There are many red flags in business valuation.
But one I never ignore is this: when the adjustments do all the work.
If the original financial statements tell one story, and the deal only works after a long series of aggressive add-backs, assumptions, and “one-time” explanations, I slow down immediately. Because that is where a lot of fragile deals are built.
To be clear, normalization adjustments are part of valuation. They are necessary. They are appropriate. They often improve accuracy.
But there is a difference between reasonable normalization and financial fiction. A few examples:
- personal expenses that are truly discretionary
- excess compensation that is clearly above market
- unusual legal fees tied to a nonrecurring event
- a documented one-time repair
Those are one thing.
But when I start seeing this, I pay close attention:
- vague discretionary categories
- unsupported future savings
- “the buyer won’t have that expense” logic
- recurring costs labeled nonrecurring
- missing payroll normalization
- below-market rent left untouched
- owner dependency ignored entirely
At that point, the adjustments may not be clarifying earnings. They may be manufacturing them. And that matters because small business transactions are often sold on a version of the earnings stream that is more polished than proven.

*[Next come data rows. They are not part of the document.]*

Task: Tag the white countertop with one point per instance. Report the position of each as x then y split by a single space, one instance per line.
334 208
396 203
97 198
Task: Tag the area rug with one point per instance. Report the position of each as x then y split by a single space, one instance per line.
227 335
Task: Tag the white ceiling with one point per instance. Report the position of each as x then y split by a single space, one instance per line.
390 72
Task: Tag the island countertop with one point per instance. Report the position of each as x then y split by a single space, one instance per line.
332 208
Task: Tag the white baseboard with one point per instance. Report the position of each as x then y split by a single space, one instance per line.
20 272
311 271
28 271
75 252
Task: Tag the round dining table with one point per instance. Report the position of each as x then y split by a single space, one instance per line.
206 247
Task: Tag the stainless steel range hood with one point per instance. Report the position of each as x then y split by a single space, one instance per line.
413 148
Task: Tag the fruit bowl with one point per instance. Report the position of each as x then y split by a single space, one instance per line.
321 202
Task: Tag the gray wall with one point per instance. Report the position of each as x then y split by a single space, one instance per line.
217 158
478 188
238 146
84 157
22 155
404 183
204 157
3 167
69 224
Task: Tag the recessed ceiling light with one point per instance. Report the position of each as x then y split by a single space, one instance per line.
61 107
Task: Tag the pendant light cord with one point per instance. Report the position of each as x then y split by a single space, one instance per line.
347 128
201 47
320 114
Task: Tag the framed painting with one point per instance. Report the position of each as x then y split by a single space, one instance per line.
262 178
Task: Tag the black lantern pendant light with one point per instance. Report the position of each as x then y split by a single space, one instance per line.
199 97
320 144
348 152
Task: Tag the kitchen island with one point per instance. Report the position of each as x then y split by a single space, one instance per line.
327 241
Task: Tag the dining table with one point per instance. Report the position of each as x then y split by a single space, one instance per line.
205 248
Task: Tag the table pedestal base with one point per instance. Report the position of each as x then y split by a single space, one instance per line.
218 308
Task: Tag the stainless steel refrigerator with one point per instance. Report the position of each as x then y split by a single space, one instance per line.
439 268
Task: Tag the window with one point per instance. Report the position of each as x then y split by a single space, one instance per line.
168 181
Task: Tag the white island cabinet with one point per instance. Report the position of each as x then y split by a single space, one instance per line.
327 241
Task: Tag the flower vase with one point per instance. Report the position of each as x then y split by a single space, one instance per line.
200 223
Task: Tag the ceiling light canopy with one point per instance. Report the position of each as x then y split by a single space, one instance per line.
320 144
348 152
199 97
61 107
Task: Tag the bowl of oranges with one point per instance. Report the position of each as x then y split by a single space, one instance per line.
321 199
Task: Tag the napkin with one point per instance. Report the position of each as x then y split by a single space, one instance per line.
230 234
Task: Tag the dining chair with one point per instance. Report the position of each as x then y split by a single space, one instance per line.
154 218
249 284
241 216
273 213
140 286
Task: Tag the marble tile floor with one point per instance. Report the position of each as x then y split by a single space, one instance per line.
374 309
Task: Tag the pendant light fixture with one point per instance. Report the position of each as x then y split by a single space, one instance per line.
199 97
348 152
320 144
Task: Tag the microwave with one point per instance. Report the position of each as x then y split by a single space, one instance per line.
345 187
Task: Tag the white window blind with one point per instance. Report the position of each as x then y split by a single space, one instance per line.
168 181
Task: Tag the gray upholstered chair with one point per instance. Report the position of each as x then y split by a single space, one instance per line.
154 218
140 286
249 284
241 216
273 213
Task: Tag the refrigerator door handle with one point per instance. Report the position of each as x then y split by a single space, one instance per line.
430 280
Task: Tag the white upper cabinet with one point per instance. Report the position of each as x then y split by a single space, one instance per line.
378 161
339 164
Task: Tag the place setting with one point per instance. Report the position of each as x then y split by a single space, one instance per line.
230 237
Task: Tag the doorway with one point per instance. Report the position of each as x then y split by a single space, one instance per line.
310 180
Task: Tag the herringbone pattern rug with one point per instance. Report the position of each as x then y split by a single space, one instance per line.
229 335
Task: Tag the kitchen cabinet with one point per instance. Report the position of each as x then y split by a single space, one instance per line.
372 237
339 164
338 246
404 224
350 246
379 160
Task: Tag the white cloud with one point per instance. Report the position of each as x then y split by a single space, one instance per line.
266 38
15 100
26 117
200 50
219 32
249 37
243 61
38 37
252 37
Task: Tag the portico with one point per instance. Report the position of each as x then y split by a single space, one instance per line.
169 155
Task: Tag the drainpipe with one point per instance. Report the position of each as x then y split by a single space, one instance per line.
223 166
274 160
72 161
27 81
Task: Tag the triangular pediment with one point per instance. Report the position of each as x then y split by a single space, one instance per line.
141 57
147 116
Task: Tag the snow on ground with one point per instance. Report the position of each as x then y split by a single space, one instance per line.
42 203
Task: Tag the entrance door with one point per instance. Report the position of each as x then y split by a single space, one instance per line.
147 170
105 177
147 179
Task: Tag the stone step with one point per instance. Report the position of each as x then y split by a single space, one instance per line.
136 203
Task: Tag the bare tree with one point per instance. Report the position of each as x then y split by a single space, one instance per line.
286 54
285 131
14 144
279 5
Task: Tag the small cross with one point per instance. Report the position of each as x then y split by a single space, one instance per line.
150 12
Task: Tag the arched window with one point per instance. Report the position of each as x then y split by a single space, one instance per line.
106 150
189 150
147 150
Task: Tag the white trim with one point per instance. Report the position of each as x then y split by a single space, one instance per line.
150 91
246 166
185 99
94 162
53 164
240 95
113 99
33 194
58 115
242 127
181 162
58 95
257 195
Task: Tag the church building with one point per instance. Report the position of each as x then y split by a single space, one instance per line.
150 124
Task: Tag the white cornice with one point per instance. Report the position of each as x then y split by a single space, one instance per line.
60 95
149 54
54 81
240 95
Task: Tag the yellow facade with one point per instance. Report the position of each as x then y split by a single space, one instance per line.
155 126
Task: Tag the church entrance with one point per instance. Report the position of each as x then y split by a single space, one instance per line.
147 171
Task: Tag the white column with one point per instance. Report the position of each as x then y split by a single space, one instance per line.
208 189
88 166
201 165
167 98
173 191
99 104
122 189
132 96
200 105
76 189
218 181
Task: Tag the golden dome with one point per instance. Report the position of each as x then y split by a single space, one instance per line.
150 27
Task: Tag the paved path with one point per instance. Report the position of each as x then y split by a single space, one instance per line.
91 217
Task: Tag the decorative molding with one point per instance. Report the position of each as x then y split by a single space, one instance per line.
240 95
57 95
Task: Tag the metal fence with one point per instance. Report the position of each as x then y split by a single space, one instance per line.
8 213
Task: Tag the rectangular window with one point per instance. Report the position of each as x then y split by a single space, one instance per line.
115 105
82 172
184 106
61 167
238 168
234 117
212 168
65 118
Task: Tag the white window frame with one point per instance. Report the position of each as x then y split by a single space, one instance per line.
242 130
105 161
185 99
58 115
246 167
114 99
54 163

Once that happens, the valuation stops being about what the business historically produced and starts becoming a referendum on how much optimism everyone is willing to tolerate.
That is a dangerous shift.
In my world, the more a deal depends on adjustments to become attractive, the more carefully those adjustments need to be examined. Because a business should not have to be heavily reinvented on paper just to support the price.